As often as you've seen this message. You probably wondered what exactly would happen if I turned off the computer, or worse yet, lost power during the update. And what if Windows Update gets stuck and just never completes? Is it safe to restart the PC? Or you're doomed to have something go wrong. 

What if there's a power loss during the update process?

So here's the deal. Back when Windows Vista first came out, Microsoft was trying to find a way to make the update process a little more robust with more and more people getting updates delivered over the Internet. So they introduced a mechanism called Component-Based Servicing (CBS). There's a couple of things differently to ensure updates are installed correctly. First, it checks to make sure that all required files are present before starting the installation, and this is perhaps more relevant for what we're discussing today. It marks an update as complete. After it's installed, CBS is part of the underlying architecture of Windows Update, so if there's a power loss or you just unplug your computer during the update as part of some kind of masochistic experiment, it'll kick back in once you boot back into Windows and see that an update wasn’t it marked as complete. 
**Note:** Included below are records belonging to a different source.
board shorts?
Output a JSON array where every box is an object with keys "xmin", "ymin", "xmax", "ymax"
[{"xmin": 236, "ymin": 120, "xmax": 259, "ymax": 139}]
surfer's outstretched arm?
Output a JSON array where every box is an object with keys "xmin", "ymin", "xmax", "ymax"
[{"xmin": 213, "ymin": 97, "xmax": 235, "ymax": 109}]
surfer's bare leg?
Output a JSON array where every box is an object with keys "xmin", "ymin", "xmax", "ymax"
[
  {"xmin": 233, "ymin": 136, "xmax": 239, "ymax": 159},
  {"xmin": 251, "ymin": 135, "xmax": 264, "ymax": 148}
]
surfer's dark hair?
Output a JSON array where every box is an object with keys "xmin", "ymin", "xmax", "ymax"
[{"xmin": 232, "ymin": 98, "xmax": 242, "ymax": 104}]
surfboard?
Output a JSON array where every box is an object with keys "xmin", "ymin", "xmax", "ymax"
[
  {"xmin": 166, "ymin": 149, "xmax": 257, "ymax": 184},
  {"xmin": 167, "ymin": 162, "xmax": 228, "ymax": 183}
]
Now you won’t know why the update wasn't completed, but it also doesn't have to. Instead, CBS just rolls back whatever changes the update are made and restores whatever the previous state was before you started the install, allowing you to try again later without damaging anything on your PC. 

So, those, please do not turn off your computer messages don't always mean that you're at risk of some imminent catastrophe if you don't follow the instructions with a caveat. CBS obviously requires critical files that help run Windows itself in order for it to operate. So while CBS might work perfectly if the shutdown occurs while Windows is updating the GUI or installing some non-critical feature. You still might be in for a world of trouble if the power loss happens while core Windows components are being updated, and unfortunately, you've got no way of knowing when that's happening, because Windows doesn't tell you. 
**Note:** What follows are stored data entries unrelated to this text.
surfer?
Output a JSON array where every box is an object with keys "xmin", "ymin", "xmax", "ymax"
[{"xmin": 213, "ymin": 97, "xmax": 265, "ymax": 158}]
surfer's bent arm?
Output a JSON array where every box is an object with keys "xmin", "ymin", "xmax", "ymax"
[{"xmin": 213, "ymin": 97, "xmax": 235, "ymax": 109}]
The result can be anything from certain aspects of Windows not functioning correctly to Windows, refusing to boot at all, instead, giving you a blue screen of death, or simply a blank display when you try to start up the system. 

But if this happens, try not to panic. Even the most disastrous failed updates shouldn't touch the personal data on the drive, so if your PC won't boot into Windows, you can use a Windows installation USB drive that you can easily create on another system and boot into that under "Troubleshoot" then you can use startup repair, fix the damaged windows files that are giving you the issue. Then if that doesn't work for some reason, you can always open up Command Prompt from that same USB, type in notepad.exe to open notepad, then use the "Open" command in Notepad to bring up the File Explorer window. That will allow you to copy any files you need to another storage device. Or the much easier way you can just remove the drive from your computer entirely connected as a secondary drive to a different PC and copy all your files that way, 

What if you feel like you have to restart during the update process? 

Because Windows Update is simply not moving and is simply stuck at a certain percentage for a very long time, even for hours. This can happen for any number of reasons. But if it's been stuck for an excessive period it looks like your drive isn't busy anymore, like the LEDs, not blinking, it probably won't hurt anything to restart the system and take another crack at it. Once it comes up, you can use a troubleshooter that's built into windows to clear the Windows Update cache. Which can often fix problems with Windows Update. Just type troubleshoot Windows Update into the Windows 10 search bar to find it. 

So bottom line, then try not to panic if your update gets interrupted. Far worse things could happen to your data, like getting malware and STUFF.